Question

Let $\vec{a} = \hat{i} + 2\hat{j} + 2\hat{k}$ and $\vec{b} = 2\hat{i} - \hat{j} + p\hat{k}$ be two vectors. If $(\vec{a}, \vec{b}) = 60^\circ$, then $p =$

• A. $\frac{\sqrt{7}}{3\sqrt{2}}$
• B. $\frac{3\sqrt{5}}{\sqrt{7}}$
• C. $\frac{\sqrt{3}}{\sqrt{7}}$
• D. $\frac{\sqrt{5}}{\sqrt{7}}$

Hint:

When solving an equation involving square roots by squaring both sides, always check for extraneous solutions. In this case, the equation $3\sqrt{5+p^2} = 4p$ itself implies that $4p$ must be non-negative (since the square root is non-negative). This condition $p \ge 0$ allows you to discard the negative solution obtained after squaring.

Answer 1

The Correct Option is B

Step 1: Understanding the Concept
The angle between two vectors can be found using the dot product formula.

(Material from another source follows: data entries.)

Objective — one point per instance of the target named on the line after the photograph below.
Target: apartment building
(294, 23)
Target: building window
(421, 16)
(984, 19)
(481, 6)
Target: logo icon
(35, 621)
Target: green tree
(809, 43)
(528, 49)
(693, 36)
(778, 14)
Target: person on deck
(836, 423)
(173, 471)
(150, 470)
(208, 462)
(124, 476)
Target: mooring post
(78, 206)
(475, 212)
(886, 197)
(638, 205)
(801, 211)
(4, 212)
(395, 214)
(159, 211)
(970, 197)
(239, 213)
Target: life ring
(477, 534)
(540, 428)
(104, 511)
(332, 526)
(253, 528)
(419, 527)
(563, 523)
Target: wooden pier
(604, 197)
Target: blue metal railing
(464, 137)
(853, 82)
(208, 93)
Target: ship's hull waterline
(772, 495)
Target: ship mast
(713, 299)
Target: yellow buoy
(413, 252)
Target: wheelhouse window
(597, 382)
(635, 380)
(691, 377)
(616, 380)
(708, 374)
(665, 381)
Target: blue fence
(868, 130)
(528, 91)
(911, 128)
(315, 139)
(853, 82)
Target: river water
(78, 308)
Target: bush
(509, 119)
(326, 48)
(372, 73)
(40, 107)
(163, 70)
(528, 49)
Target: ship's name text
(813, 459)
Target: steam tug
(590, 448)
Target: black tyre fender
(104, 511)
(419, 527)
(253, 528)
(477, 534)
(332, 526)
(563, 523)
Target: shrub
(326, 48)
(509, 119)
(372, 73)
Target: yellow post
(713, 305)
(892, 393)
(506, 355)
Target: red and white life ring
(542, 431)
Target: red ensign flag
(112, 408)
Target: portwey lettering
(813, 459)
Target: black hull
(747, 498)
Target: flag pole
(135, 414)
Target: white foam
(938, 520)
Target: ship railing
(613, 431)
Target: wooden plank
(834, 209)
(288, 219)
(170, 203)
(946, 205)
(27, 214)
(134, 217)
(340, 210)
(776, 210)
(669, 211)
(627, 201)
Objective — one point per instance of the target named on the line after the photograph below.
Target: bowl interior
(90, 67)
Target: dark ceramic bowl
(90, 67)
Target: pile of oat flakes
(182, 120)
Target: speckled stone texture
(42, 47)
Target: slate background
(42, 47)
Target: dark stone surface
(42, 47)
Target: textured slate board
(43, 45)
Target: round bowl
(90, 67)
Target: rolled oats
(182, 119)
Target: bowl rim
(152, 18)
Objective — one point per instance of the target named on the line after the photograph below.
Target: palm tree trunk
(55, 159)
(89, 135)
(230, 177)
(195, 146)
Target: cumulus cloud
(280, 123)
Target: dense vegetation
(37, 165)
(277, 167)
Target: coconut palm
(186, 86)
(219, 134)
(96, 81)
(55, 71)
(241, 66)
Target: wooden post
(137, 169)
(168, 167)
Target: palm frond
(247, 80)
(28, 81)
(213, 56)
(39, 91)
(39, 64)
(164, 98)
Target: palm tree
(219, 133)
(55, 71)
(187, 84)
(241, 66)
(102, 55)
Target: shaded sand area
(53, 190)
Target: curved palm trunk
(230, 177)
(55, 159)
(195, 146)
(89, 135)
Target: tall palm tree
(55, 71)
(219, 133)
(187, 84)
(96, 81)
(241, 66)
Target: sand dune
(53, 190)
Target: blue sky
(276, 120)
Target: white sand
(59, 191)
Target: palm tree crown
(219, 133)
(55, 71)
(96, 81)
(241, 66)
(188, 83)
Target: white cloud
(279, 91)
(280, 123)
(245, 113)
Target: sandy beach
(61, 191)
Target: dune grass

We are given the angle and the vectors (with one unknown component) and need to solve for the unknown.
Step 2: Key Formula or Approach
The cosine of the angle $\theta$ between two vectors $\vec{a}$ and $\vec{b}$ is given by: \[ \cos\theta = \frac{\vec{a} \cdot \vec{b}}{|\vec{a}| |\vec{b}|} \] We will calculate each part of this formula ($\vec{a} \cdot \vec{b}$, $|\vec{a}|$, $|\vec{b}|$) in terms of $p$, substitute the given angle $\theta=60^\circ$, and then solve the resulting equation for $p$.
Step 3: Detailed Explanation
Given vectors and angle: $\vec{a} = \hat{i} + 2\hat{j} + 2\hat{k}$ $\vec{b} = 2\hat{i} - \hat{j} + p\hat{k}$ $\theta = 60^\circ$, so $\cos 60^\circ = \frac{1}{2}$. 1. Calculate the dot product $\vec{a \cdot \vec{b}$:} \[ \vec{a} \cdot \vec{b} = (1)(2) + (2)(-1) + (2)(p) = 2 - 2 + 2p = 2p \] 2. Calculate the magnitudes $|\vec{a|$ and $|\vec{b}|$:} \[ |\vec{a}| = \sqrt{1^2 + 2^2 + 2^2} = \sqrt{1+4+4} = \sqrt{9} = 3 \] \[ |\vec{b}| = \sqrt{2^2 + (-1)^2 + p^2} = \sqrt{4+1+p^2} = \sqrt{5+p^2} \] 3. Substitute into the dot product formula and solve for p: \[ \cos 60^\circ = \frac{2p}{3\sqrt{5+p^2}} \] \[ \frac{1}{2} = \frac{2p}{3\sqrt{5+p^2}} \] Cross-multiply: \[ 3\sqrt{5+p^2} = 4p \] For this equality to hold, since the left side is positive, the right side must also be positive, which implies $p>0$. Square both sides of the equation: \[ (3\sqrt{5+p^2})^2 = (4p)^2 \] \[ 9(5+p^2) = 16p^2 \] \[ 45 + 9p^2 = 16p^2 \] \[ 45 = 16p^2 - 9p^2 \] \[ 45 = 7p^2 \] \[ p^2 = \frac{45}{7} \] \[ p = \pm \sqrt{\frac{45}{7}} = \pm \frac{\sqrt{9 \times 5}}{\sqrt{7}} = \pm \frac{3\sqrt{5}}{\sqrt{7}} \] Since we established that $p$ must be positive, we take the positive root. \[ p = \frac{3\sqrt{5}}{\sqrt{7}} \] Step 4: Final Answer
The value of $p$ is $\frac{3\sqrt{5}}{\sqrt{7}}$.